Yes, you are seeing SIP buildings here in the South to keep out heat....Oak Ridge National Laboratories where some testing was conducted is about 40 miles from my place. Once the foundation is in place the building goes up very quickly. It will cost about 15-20% more for this type of construction.....here.

Regards, Mike


----------



## stack em up (Mar 7, 2013)

Vol said:


> Yes, you are seeing SIP buildings here in the South to keep out heat....Oak Ridge National Laboratories where some testing was conducted is about 40 miles from my place. Once the foundation is in place the building goes up very quickly. It will cost about 15-20% more for this type of construction.....here.
> 
> Regards, Mike


That's what I was wondering about Mike. We still haven't started building our new shop, and this would be intriguing. But since I'm poor, guess I'll have to use dead trees instead. Cost is definitely the defining factor me.


----------



## PaCustomBaler (Nov 29, 2010)

Dang, very impressive building. We built a new shop last year but haven't been able to insulate it yet. I don't think you ever get done working on a shop building. I swear sometimes it's colder in the shop than it is outside! Looking back, we wish we would've ran the piping for radiant floors.





  








New barn




__
PaCustomBaler


__
Dec 16, 2014


----------



## IHCman (Aug 27, 2011)

I do like the idea of sip panels but I'd also have to price out a pole building with floor heat and then spray foamed insulation.

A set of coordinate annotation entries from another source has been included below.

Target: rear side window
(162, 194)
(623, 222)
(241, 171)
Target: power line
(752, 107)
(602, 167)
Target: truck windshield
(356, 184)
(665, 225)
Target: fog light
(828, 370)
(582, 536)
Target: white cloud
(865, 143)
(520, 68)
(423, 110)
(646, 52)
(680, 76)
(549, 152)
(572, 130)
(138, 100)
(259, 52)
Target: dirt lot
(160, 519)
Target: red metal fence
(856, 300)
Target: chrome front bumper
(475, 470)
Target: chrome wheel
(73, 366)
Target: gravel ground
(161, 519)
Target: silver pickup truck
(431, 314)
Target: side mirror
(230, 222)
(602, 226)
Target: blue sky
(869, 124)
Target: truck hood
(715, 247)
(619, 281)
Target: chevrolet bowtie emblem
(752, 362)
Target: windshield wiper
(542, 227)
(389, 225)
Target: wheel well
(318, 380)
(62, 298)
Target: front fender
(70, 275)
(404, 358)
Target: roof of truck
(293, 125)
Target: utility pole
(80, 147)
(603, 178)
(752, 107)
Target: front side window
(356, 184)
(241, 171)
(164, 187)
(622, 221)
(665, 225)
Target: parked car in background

That spray foam stuff sure seals up any cracks and makes for an airtight building.


----------



## deadmoose (Oct 30, 2011)

It sure is pricey though. I would be curious to see true energy savings. My brother spent close to 4k more for spray foam than fiberglass. Maybe 1060 sq ft house?


----------



## Vol (Jul 5, 2009)

You are going to be approaching the SIP building range with spray-on....

Regards, Mike


----------



## IHCman (Aug 27, 2011)

I knew the spray foam was expensive but didn't realize it would get close to the cost of a sip building in cost difference. I guess I figured there would be a little less concrete used in a pole building vs a sip building with footings.


----------



## Farmineer95 (Aug 11, 2014)

Yea, about that spray foam. I like what it does and seals everything up, but it sure wrinkles the steel. my remodeled barn into shop wrinkled and a guy down the road did it to his building, same thing. Is there something we didn't do right? Foam is sprayed on the steel. Thinking it might be better to sheet the wall first??


----------